Mayo Clinic is facing three lawsuits from patients who say a former surgery resident, Ahmad Alsughayer, viewed hundreds of their nude photographs in electronic medical records despite having no professional reason to go into their files.
Alsughayer, who is 28 and has a current address in Saginaw, Mich., was charged in April by the Olmsted County attorney's office with a single gross misdemeanor of unauthorized computer access after one of the 1,614 patients whose records he viewed filed a report with the Rochester Police.
Three civil lawsuits have been filed. One Rochester-area woman who works at Mayo and had nude medical images viewed last year by Alsughayer is suing the health system for failing to use a feature in its electronic health records (EHR) system that she says would have prevented the privacy breach by limiting access to highly sensitive medical records.
Although the data-breach letter she received from Mayo didn't expressly mention the naked photos, the woman said in an interview that she figured it out based on the dates of the records. Marisa is identified by the pseudonym "K.M.M." in her lawsuit. (The Star Tribune is not using her full name because she's in Minnesota's Safe at Home program for anonymity following a rape years earlier.)
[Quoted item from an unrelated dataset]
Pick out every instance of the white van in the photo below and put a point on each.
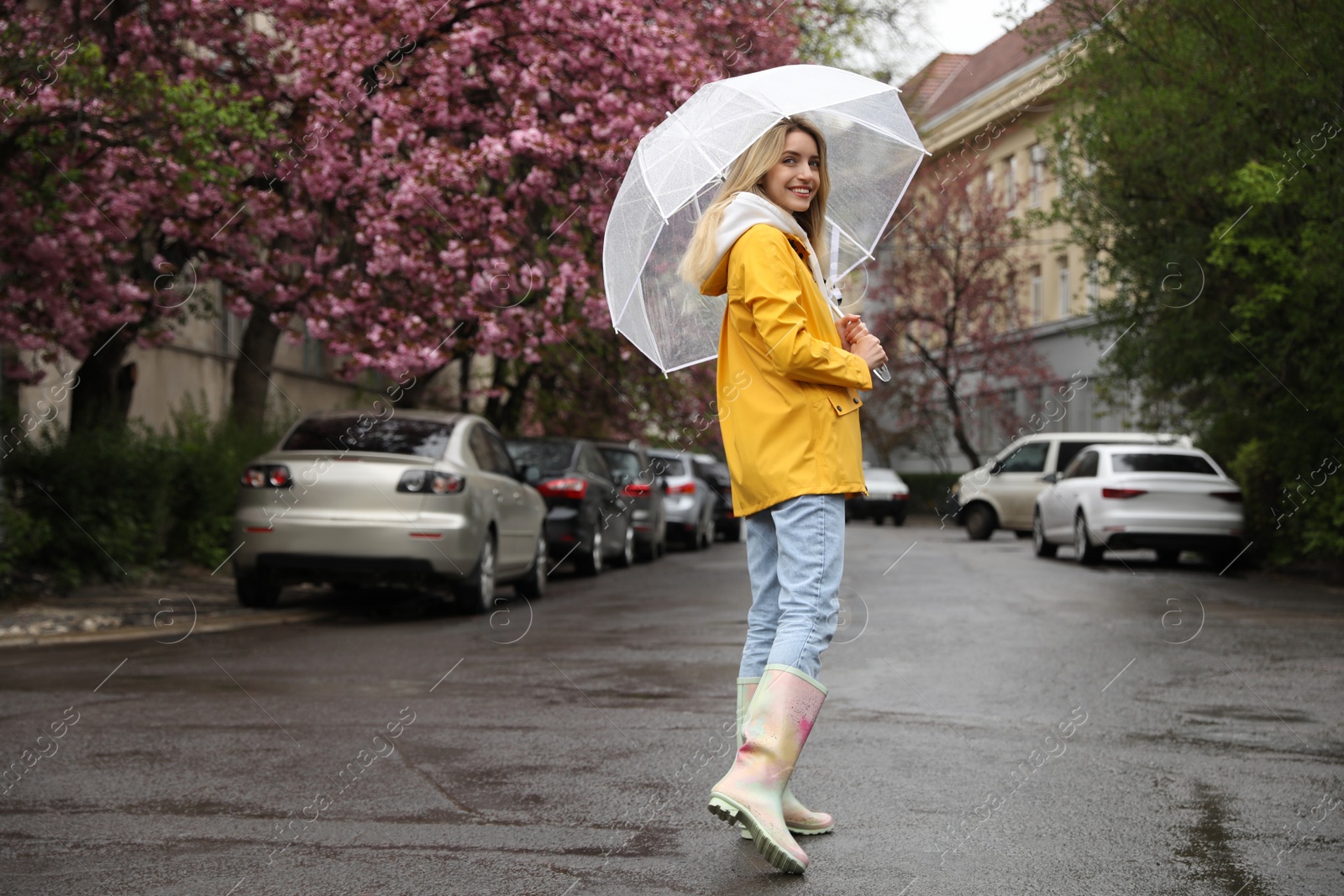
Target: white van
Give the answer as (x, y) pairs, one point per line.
(1001, 493)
"It was like being raped again," Marisa said Tuesday. "When you lose control of your pictures ... it's like being totally violated."
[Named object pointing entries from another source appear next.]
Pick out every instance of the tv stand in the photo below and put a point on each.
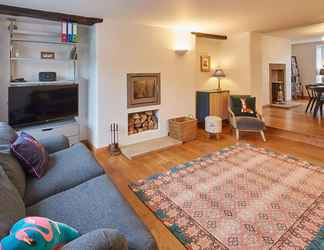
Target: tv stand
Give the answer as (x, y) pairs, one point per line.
(69, 128)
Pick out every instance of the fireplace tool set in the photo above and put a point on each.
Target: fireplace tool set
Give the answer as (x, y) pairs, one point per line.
(114, 137)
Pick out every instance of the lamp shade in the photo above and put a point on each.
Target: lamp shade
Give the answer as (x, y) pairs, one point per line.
(219, 73)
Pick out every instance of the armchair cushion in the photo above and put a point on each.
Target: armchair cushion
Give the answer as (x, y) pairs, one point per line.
(249, 123)
(102, 239)
(243, 106)
(54, 143)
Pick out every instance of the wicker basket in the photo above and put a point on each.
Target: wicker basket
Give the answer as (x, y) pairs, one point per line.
(183, 128)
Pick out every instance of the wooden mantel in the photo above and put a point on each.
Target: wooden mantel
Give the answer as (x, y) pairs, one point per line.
(210, 36)
(46, 15)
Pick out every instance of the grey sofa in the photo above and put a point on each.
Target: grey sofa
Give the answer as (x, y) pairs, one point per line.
(74, 191)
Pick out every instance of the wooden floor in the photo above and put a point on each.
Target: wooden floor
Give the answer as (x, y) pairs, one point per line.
(124, 171)
(294, 120)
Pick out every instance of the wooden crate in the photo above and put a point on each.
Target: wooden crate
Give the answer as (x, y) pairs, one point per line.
(183, 128)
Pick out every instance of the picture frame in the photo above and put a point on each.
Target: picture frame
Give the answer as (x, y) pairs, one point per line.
(143, 89)
(205, 63)
(47, 55)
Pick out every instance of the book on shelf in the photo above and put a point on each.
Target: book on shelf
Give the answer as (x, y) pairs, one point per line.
(64, 32)
(70, 32)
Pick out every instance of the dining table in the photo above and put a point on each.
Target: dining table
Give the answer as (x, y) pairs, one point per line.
(319, 89)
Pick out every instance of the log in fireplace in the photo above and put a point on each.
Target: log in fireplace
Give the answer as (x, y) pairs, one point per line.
(142, 121)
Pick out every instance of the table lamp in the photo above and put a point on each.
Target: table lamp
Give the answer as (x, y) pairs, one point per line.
(219, 74)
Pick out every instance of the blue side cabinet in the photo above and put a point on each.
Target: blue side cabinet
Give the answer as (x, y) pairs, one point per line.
(211, 103)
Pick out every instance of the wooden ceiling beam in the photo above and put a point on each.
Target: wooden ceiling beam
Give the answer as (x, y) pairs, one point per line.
(46, 15)
(210, 36)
A plaintiff in a second lawsuit, Olga Ryabchuk of Olmsted County, said she felt Mayo personnel weren't honest when they said the investigation couldn't find a medical or business reason for the breach and Mayo would never know why this happened.
"This representation was false," Ryabchuk's lawsuit says. "Mayo Clinic already knew, but did not tell plaintiff, that Alsughayer had requested access to these 1,600+ EHRs to view naked images of female patients ... and that Mayo Clinic chose not to implement the fixes and protections proper to have prevented this incident."
A third lawsuit is pending with similar allegations. All three cases are filed in state court, and two of the three are seeking class-action status. All three cases name Mayo Clinic and Alsughayer as defendants. (Ryabchuk's case is being amended to include Alsughayer by name, attorney Marshall Tanick said.)